Payment for the bonds must be made either by cheque (postal application) or by bank debit card. They cannot be bought using a credit card.

Investments can be made either by lump sums or as regular savings paid by standing order from your bank account.

How much can I invest?

The maximum amount that you can invest is £30,000. The bonds have a par value of £1, and so for a maximum investment you receive 30,000 entries into each month’s draw.

If you are investing a lump sum, then the minimum you can invest is £100, but if you are saving via a standing order each month, this minimum falls to £50.

How are winnings paid?

If you are lucky enough to win, then you will normally receive a warrant (like a cheque) through the post. However, it is more common for premium bond holders to elect to receive any winnings direct to their bank account. If choosing the latter payment method, then winners are sent an email confirming the win and payment.

For any prize higher than £5,000, you will be sent a claim form to fill in and claim your prize. If you are lucky enough to win the big prize, then a personal visit will be made to you to inform you of your win.

You may also elect to resave any winnings, buying more premium bonds until the maximum holding is reached.

What are the odds of winning?

If you have bought the maximum £30,000, and keep your bonds for 5 years then with average luck you should receive £1500 in winnings.

The odds of winning one of the £25 prizes are 1 in 24,000. The odds of winning the £1 million prize are 1 in over 43 billion per premium bond held! If you hold the maximum £30,000, the odds of winning the big prize are still 1 in 110,000!

So are Premium Bonds a good investment?

An investment in premium bonds gives you certainty of capital with the chance to win some big money. It is sometimes called the ‘working man’s lottery’. However, when compared to the National Lottery, the top prize is smaller and the odds of winning far larger (your chances of winning the jackpot on the National Lottery are only 14 million to 1!).
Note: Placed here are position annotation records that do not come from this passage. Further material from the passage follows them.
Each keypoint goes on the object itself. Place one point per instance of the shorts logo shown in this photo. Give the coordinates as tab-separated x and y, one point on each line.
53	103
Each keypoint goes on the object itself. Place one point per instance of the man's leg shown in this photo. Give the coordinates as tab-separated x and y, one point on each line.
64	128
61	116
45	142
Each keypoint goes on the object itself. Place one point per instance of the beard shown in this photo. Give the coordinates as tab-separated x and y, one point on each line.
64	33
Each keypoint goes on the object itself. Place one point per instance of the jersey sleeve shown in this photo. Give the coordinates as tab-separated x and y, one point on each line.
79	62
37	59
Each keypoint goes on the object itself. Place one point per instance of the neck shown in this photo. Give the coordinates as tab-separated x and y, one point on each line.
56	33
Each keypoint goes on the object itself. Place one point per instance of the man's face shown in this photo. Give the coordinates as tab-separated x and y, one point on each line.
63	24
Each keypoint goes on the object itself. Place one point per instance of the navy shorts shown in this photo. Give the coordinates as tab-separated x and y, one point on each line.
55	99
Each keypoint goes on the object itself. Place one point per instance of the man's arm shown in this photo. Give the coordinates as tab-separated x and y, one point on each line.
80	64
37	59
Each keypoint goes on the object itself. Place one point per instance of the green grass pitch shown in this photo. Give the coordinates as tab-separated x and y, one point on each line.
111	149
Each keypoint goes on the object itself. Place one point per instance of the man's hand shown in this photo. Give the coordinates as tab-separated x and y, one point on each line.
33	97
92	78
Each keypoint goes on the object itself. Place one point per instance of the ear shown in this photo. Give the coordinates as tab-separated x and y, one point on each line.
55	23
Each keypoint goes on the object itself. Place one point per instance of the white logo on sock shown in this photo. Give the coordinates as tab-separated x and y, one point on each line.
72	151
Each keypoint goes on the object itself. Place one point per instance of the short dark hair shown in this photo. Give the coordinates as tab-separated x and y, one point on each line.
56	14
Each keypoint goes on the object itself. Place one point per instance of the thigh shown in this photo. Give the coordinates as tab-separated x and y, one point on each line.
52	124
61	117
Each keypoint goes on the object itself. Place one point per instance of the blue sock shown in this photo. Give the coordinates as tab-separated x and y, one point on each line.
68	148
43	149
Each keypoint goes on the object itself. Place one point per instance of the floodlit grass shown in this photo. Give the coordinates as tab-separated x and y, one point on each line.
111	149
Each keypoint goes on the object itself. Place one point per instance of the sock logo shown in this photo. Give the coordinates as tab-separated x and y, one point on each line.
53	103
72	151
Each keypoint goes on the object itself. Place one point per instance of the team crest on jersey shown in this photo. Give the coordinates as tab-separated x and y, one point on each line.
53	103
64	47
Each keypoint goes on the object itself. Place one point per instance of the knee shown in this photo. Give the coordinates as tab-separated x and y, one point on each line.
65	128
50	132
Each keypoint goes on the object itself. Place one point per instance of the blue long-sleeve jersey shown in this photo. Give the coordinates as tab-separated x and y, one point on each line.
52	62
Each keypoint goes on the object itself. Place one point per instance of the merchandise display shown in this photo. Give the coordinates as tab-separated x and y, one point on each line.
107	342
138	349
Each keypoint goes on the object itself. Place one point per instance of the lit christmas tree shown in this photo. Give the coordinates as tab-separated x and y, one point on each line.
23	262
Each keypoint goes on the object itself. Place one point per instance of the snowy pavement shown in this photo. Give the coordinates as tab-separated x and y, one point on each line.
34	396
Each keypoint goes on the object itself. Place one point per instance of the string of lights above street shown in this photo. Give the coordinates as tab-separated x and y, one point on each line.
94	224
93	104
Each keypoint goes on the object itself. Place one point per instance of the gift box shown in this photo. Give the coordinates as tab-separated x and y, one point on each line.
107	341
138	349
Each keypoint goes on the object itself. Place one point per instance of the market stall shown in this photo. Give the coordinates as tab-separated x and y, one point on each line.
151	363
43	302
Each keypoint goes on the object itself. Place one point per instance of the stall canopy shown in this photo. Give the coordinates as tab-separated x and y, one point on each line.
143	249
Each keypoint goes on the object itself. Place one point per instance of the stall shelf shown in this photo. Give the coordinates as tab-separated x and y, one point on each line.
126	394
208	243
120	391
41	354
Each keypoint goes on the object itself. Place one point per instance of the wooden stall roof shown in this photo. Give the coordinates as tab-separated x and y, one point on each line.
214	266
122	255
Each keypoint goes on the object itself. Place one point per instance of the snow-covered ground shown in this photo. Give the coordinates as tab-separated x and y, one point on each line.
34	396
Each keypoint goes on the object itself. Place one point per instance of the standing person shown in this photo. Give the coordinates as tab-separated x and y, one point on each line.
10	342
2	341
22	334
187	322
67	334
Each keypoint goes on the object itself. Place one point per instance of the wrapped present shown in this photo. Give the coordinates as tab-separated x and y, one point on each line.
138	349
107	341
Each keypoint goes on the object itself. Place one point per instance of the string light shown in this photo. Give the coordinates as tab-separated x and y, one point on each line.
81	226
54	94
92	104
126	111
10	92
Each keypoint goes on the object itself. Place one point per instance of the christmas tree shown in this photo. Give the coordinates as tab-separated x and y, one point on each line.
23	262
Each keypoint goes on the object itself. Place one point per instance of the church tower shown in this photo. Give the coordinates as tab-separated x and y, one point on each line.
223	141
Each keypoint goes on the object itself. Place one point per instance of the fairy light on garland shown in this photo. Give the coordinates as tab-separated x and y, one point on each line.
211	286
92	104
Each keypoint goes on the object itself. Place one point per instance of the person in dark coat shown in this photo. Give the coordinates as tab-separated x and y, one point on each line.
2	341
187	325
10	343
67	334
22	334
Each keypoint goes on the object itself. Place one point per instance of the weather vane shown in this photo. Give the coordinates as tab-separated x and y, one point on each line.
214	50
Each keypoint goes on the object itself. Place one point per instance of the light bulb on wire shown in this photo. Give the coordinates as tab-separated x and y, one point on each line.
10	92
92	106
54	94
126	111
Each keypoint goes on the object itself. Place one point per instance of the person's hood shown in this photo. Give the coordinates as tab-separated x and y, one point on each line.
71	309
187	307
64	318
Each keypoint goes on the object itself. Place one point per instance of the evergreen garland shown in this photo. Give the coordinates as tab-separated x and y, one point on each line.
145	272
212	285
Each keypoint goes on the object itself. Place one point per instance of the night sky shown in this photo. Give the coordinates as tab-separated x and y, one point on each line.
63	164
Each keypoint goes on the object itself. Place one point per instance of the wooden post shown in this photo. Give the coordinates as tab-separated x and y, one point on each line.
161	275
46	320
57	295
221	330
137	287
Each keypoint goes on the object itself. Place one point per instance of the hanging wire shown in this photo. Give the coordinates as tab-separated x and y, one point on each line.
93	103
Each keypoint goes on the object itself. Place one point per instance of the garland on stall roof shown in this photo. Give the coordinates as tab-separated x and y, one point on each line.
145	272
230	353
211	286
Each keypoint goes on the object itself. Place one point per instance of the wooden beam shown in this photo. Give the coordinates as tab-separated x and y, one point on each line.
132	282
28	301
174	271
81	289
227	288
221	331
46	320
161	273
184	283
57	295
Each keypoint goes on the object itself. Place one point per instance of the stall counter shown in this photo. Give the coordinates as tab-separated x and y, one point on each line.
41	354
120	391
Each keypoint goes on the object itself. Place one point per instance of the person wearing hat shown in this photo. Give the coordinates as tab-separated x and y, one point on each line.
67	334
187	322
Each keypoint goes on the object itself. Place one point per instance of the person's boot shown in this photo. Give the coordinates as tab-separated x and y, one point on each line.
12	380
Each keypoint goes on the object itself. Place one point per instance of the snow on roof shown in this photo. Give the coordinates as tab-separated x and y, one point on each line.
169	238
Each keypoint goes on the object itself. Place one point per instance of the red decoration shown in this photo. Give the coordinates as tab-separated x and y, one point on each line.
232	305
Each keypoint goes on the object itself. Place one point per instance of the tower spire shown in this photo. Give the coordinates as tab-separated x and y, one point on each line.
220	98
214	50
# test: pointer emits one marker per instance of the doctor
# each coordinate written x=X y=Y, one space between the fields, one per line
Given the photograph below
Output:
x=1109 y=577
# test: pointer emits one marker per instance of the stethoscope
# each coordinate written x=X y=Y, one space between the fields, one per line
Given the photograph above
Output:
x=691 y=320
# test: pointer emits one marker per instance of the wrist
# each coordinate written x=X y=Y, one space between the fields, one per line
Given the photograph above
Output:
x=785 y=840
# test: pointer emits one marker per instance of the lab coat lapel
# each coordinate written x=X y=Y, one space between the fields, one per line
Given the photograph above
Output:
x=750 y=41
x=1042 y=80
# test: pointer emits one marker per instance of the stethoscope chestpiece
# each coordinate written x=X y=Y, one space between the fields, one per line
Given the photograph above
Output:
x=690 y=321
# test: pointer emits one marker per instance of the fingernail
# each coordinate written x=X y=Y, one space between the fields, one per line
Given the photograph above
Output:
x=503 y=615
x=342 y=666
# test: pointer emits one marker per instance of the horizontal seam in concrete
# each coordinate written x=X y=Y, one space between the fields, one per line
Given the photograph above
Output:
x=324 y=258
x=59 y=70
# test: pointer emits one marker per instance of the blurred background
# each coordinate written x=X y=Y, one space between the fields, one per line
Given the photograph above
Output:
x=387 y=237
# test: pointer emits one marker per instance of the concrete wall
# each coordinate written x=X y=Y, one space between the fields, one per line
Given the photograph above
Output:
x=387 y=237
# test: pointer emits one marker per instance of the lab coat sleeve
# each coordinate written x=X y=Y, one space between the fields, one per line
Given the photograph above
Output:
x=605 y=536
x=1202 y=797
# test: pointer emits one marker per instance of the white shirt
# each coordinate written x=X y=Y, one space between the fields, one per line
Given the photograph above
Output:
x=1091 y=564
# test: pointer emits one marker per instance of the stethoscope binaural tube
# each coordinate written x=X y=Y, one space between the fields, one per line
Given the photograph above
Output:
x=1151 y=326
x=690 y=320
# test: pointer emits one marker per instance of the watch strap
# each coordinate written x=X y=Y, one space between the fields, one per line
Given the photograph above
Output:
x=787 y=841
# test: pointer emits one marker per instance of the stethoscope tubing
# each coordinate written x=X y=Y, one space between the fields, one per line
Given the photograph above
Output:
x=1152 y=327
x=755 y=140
With a prize fund of 1.5% of the total funds held, premium bonds pay out a lower rate of interest overall than most high interest rate accounts. On top of this, because of the way that winnings are divided, the equivalent actual rate of interest received by most premium bond holders is even less (at around 1%).

But, winnings are tax free. For a higher rate taxpayer who wants security of investment, premium bonds offer a safe haven for short term lump sums.

If you too want the chance to win big money, whilst knowing your capital is safe, then premium bonds might be for you. However, as with all investments there is an investment risk. The risk with premium bonds is that your winnings will not keep up with inflation, and the purchasing power of your money will decrease over time.